I will attempt to keep us on the outskirts of mushiness with this post, but I can’t promise anything. With the amount of times I’ve accidentally cried in public, in my car, and into various voice-mailboxes this past month, I’m not sure I can even promise that I won’t be crying by the end of this sentence.*
Over the past two weeks I traveled from Chicago to New Orleans to Savannah to Washington, D.C. I had originally planned to include Memphis and Atlanta in this trip, and I also flirted with Charleston for a second (flirted HARD. I regret leaving this one out). These were all places I’d never been, and I figured that if I was heading down to meet my sister for a conference in New Orleans during a period of time in which I had no 9 to 5 job and a bit of extra cash, I might as well try to explore more of the southern US while I was at it.
But this past month has been rough, guys. For a lot of reasons. And I realized I was just not in the mood to be on my own for that long, even if it meant traveling to new cities that I was genuinely excited about. Traveling is difficult and draining even if it’s something you love to do, and it’s so much more difficult and draining if you’re emotionally fragile to the point that just sitting in the same spot for too long initiates a five-hour sobfest.

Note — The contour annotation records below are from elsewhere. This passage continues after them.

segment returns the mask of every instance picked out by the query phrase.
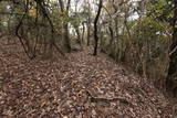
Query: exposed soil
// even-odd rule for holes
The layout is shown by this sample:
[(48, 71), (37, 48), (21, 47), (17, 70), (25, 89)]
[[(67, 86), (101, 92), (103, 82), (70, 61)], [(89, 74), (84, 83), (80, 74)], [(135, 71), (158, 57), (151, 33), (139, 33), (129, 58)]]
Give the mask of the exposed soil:
[(91, 47), (58, 61), (0, 49), (1, 118), (175, 118), (175, 100), (106, 55), (92, 56)]

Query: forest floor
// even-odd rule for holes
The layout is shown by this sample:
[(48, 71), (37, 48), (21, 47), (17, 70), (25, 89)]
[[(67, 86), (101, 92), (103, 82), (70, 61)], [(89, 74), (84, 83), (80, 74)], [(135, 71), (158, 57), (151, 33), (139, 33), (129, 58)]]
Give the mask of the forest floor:
[(0, 43), (1, 118), (175, 118), (152, 83), (88, 47), (54, 62), (17, 51)]

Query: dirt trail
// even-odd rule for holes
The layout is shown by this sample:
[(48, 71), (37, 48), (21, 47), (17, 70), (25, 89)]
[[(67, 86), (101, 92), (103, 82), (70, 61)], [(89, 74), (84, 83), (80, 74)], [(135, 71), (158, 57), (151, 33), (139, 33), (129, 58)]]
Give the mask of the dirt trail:
[(149, 82), (103, 54), (84, 49), (56, 62), (24, 58), (0, 51), (0, 117), (174, 117)]

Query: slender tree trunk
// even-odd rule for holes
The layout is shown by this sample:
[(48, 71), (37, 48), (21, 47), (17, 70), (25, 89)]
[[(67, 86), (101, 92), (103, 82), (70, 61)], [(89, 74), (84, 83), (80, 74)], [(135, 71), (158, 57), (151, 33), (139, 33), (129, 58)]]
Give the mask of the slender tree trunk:
[(82, 43), (84, 44), (84, 34), (85, 34), (85, 25), (84, 22), (82, 23), (83, 32), (82, 32)]
[[(64, 12), (63, 1), (59, 0), (59, 3), (60, 3), (61, 11)], [(71, 4), (71, 0), (69, 0), (67, 4), (66, 4), (66, 17), (69, 17), (70, 4)], [(70, 53), (71, 52), (71, 44), (70, 44), (70, 37), (69, 37), (69, 23), (67, 22), (63, 24), (63, 29), (64, 29), (64, 47), (65, 47), (66, 52)]]
[(90, 40), (91, 40), (91, 4), (90, 1), (88, 3), (88, 18), (87, 18), (87, 46), (90, 45)]
[(173, 90), (174, 95), (175, 95), (175, 89), (177, 89), (177, 85), (176, 88), (171, 88), (174, 83), (174, 79), (177, 77), (177, 28), (175, 26), (177, 23), (177, 1), (174, 0), (174, 6), (175, 6), (175, 10), (174, 10), (174, 18), (173, 18), (173, 39), (171, 39), (171, 45), (169, 49), (169, 68), (168, 68), (168, 75), (166, 78), (166, 88), (167, 90)]
[(98, 11), (97, 11), (96, 18), (94, 20), (94, 40), (95, 40), (95, 45), (94, 45), (94, 53), (93, 53), (93, 55), (97, 55), (97, 45), (98, 45), (97, 21), (98, 21), (98, 18), (100, 18), (100, 14), (101, 14), (101, 10), (102, 10), (102, 3), (103, 3), (103, 0), (100, 0)]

So I decided to cut my list. I would see my sister in New Orleans, spend just two days alone in Savannah, and then hang out for five days in DC with several friends. New Orleans and Savannah would be new, so I would still get to cross two places off my list. Washington D.C. itself would be old news – I actually really hate D.C., it’s too crowded and expensive and loud – but being with my friends would maybe help keep me from crying so much. Or, at the very least, I would have a few people around who would be forced to pay attention to me and love me despite all of the crying (my roommate Allison deserved a break from this).
I’m not really a fan of traveling to the same place twice when there are still so many places that I need to see for the first time, and I think that up until this point that’s been the main focus for me: place, not people. But now that I’ve started to see place after place after place, the thought of doing it over and over again just really tires me out sometimes. Maybe it’s just because I’m in this funk, but the thought of seeing Memphis, Savannah, Atlanta, and Charleston completely by myself seemed overwhelming and sad rather than exciting and new. I just wanted to hang out on a couch in D.C. with my friends, even if the city of D.C. had nothing new or exciting to offer me.
I love traveling because of the new things I am able to see and experience, the people I am able to meet and connect with, and the inevitable self-revelations (read: self-hatred) that come with all of the 20-hour train rides. The newness is thrilling. But I also love traveling because I can hop on a plane or train or bus and end up in a familiar city on a familiar couch with some of my oldest friends – and this is comforting in a way that all of that newness can’t ever be.